The chips the cloud companies want are not necessarily the chips that Intel makes. For these companies, their priorities are performance-per-watt and, to a lesser extent, a fast input-output layer. Enterprises on the other hand prefer to buy servers with guaranteed support and externally developed management software, such as the boxes made by HP, IBM and Dell.

At scale, the electricity a chip consumes becomes one of the key factors in making a buying decision. With power a priority, Intel could be on the back foot.

Haswell: Rectifying Intel's sins

"With Haswell, [Intel] is continuing to try to rectify the sins of their heritage — performance at all cost," Mark Davis, chief architect at ARM-based server vendor Calxeda, says. "Haswell is starting to incorporate some of the basic power management mechanisms that ARM and ARM system-on-a-chip vendors have been refining over an extended period of time."

"Haswell is starting to incorporate some of the basic power management mechanisms that ARM and ARM system-on-a-chip vendors have been refining over an extended period of time" — Mark Davis, Calxeda

Even Intel rival AMD recognises this — in June AMD became an ARM licensee and plans to add dedicated RISC cores to handle security tasks onto its x86 processors. 

It's a path that AMD is following as it sees a heterogeneous future for chip design. "A general purpose processor core can do anything, but for the best results you probably need a hammer for some jobs and a scalpel for others," John Williams, vice president of servers for AMD, said. "AMD has already embraced ARM technology on security solutions. Our focus is to provide the best solution for the workload in question."

So, when you look at both ARM and AMD you find a clear recognition of the importance of low-power chips. Both Calxeda and AMD are also attempting to bring fast networking fabrics to their processors. The main difference here is that AMD's chips are x86, so they can run legacy code, while ARM chips can run the LAMP stack, but old software needs to be ported over.

Both companies are moving to heterogeneous chip architectures: AMD via the ARM integration, and ARM via its Big.Little architecture, which packs a powerful processor and a weak processor onto the same die. 

Intel has gone the other way, with its 50+ core Xeon Phi coprocessor, which works best paired with an Intel Xeon chip via PCIe. However, Xeon Phi's launch is months away and it is, at this stage, mostly targeted at supercomputers.

Along with this, both AMD and ARM are keen on microservers — dense servers that pack a bunch of low-power chips together with good connectivity.
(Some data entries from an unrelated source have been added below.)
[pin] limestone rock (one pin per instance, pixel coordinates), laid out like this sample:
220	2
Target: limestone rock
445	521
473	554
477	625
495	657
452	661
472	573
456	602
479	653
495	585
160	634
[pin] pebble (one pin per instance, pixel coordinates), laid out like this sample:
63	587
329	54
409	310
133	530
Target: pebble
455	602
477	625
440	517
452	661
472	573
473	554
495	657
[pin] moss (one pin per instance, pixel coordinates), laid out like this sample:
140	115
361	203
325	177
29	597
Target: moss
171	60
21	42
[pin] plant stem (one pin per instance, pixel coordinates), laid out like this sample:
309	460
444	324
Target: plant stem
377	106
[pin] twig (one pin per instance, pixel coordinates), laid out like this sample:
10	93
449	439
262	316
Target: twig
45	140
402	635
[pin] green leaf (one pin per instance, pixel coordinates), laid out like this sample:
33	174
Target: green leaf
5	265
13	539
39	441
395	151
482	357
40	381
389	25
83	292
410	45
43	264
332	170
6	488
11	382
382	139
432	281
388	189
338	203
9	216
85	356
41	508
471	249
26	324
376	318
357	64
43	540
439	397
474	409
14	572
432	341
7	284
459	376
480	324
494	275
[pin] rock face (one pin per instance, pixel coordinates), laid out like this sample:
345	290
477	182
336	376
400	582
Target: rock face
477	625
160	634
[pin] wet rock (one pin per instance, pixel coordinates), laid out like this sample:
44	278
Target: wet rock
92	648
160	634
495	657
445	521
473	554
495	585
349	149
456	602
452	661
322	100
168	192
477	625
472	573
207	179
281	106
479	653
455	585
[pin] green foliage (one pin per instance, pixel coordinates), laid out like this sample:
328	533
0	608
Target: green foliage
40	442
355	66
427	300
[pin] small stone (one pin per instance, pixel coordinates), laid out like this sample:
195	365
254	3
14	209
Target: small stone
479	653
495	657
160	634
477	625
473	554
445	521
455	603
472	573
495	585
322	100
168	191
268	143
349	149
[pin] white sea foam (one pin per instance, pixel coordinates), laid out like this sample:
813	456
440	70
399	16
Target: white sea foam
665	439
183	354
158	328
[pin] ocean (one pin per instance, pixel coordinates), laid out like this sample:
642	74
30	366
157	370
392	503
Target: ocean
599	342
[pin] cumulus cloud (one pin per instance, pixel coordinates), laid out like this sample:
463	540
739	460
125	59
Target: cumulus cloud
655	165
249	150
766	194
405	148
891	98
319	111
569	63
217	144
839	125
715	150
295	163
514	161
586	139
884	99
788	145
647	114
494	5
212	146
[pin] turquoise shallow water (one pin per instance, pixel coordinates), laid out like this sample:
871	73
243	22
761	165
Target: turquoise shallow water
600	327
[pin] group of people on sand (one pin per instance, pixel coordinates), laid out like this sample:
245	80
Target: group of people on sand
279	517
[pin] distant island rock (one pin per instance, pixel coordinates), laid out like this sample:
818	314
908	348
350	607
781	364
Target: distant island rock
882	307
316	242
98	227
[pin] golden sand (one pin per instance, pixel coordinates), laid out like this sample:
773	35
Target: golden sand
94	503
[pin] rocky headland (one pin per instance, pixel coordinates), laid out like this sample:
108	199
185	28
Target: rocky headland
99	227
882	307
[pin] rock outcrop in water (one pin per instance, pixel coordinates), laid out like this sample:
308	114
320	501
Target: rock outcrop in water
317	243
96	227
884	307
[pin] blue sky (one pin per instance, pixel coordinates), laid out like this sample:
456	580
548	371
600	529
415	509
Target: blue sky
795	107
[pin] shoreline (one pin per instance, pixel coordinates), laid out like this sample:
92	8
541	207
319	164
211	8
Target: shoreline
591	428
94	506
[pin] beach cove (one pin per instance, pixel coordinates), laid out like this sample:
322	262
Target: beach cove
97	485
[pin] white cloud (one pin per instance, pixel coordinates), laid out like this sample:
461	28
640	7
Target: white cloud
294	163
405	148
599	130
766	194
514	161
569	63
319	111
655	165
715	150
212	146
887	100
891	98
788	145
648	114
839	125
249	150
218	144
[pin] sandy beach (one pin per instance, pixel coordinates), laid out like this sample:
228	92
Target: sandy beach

Intel, on the other hand, has a muted enthusiasm for the technology.

"So far we don't see a significant line of sight to microservers as a relevant technology [for HPC]," John Hengeveld, director of marketing for Intel's high-performance computing group, told ZDNet.

AMD and ARM go one way, Intel goes another

Drawing these threads together it seems that while AMD and ARM are heading in one direction, Intel is going in another.

Intel's background is in homogenous chip architectures and though it likes to make an argument that when you pair a Xeon Phi with a Xeon you end up with a heterogenous chip that could theoretically go to work in the cloud, it doesn't have much evidence to support such a contention.

AMD and ARM, meanwhile, are rapidly adopting and developing technologies to drive down the relative power consumption of their chips while assuring good connectivity.

Over the next few years, either Intel or AMD/ARM will have their strategy vindicated. In the future Intel world, power consumption will still be relatively high, but cloud operators will have access to beefy amounts of computing power. In an AMD/ARM world, overall computing power will be slightly lower, but power costs will be dramatically cheaper and the data layer will be much faster.

What happens will determine not only the ways in which cloud operators design their internal software systems, but will ultimately change the cost of providing cloud services. Hold tight, a storm is brewing.